Se trata de una novela de ficción, de corte apocalíptico, similar a otras que parecen estar tan en boga entre el público adolescente al que apelan los Shusterman. La diferencia estriba en que no se contextualiza en un futuro distópico, lejano e inasumible, como la serie Divergente o Los juegos del hambre, sino que la trama bien podría tener lugar mañana mismo, en la segunda década del siglo XXI. Ubicada en una California reconocible, asolada por incendios y sequías, los protagonistas, adolescentes, se ven abocados a lograr su propia supervivencia en medio de una terrible crisis climática que deja a la población sin agua. En pocas horas la situación se desborda y, en pocos días, ya es violenta cuestión de vida o muerte.
La novela engancha, es de acción rápida, con gran cantidad de narradores que se van sucediendo, algunos conocidos y repetidos (los protagonistas: Alyssa, Kelton, Jacqui…); otros, simples desconocidos que nos permiten vislumbrar la realidad desde nuevos ángulos (una compañera de instituto, la periodista, un piloto de helicóptero…). Los cambios en la tipología de las fuentes facilitan la lectura y evitan que el lector novel se pierda en las transiciones de una voz a otra.
Imágenes de cine
La formación profesional de Jarrod como guionista para cine y televisión se hace evidente en la consecución de las escenas, especialmente a medida que la trama se acelera y la acción trepidante parece ubicar al receptor frente a representaciones más típicas de una pantalla plana que de un libro. Sin embargo, la novela no pierde el pie en la construcción narrativa escrita, probablemente por el peso del ya curtido Neal, padre, mucho más ducho en escribir novelas que el hijo. No se puede decir que la historia sea infalible -al contrario, suscita numerosas dudas respecto a los comportamientos de los personajes-, pero es cierto que, mientras estás sumergido en ella, la velocidad impide pensar sobre posibles gazapos en el guion.

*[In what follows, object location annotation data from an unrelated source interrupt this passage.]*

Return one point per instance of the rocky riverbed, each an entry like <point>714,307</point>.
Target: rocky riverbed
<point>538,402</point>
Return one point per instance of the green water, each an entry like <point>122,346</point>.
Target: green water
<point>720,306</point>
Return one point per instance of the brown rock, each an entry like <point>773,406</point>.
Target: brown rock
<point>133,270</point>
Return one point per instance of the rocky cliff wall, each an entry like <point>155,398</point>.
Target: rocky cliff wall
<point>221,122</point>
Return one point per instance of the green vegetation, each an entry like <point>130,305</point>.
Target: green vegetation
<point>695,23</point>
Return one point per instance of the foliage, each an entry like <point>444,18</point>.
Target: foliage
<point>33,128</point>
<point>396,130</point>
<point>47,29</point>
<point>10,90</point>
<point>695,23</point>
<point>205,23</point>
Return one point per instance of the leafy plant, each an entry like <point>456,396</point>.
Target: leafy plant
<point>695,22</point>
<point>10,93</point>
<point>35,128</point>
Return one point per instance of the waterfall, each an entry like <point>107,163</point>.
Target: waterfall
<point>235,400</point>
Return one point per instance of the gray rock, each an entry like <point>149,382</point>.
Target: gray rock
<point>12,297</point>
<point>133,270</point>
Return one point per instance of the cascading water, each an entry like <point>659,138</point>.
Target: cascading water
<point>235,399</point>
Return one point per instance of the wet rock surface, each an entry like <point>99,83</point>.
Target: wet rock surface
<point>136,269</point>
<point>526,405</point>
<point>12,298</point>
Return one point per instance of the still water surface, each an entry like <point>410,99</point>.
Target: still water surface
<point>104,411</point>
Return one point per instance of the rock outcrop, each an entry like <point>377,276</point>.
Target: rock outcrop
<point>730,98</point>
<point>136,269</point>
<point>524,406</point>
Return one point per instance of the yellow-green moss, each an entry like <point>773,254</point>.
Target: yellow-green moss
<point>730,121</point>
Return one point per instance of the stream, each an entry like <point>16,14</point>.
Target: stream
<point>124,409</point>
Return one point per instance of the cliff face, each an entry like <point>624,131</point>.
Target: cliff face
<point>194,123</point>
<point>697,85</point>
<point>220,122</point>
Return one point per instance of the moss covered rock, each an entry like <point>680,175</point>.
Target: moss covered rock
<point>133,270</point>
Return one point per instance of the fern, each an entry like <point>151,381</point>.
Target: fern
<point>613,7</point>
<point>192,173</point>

Así pues, ¿qué tiene de recomendable esta novela por encima de otras que tratan similares asuntos de supervivencia y animalización del ser humano? Pienso, por ejemplo, en Ensayo sobre la ceguera. Y la respuesta sería nada, si la comparativa se establece en cuestiones de calidad. Sin embargo, diría todo, si hablamos del posible público objetivo. Por excelente que sea la novela de Saramago, por insuperable en el plano literario y/o filosófico, no es una lectura que se pueda recomendar alegremente a los adolescentes, como no lo fue el trío existencialista, El túnel, El extranjero o La náusea. Sin embargo, la lección que se puede aprender de una novela de las características de Sed, donde aparece planteado el mundo en términos de blanco y negro, sin matices de gris, abocando al lector al reino de las sensaciones y no del intelecto, es de gran importancia. Es vital como parte de una formación humanística, especialmente en los tiernos años de la premadurez. Nunca como en la juventud es más necesario empujar, avasallar, obligar a la reflexión, someter a crítica la realidad que nos rodea. Una novela como la de los Shusterman es la excusa perfecta para que los más jóvenes empiecen a cobrar conciencia del mundo que les rodea, del mundo que los adultos les estamos dejando y de quiénes son ellos mismos en él: ¿corderos, lobos o pastores?
Sed no solo provoca ansia física de beber, también deseo intelectual de conocer cuáles son los límites dentro de los que juega el ser humano. Como primer acercamiento a algunos de esos límites, la novela de los Shusterman, padre e hijo, es bastante recomendable.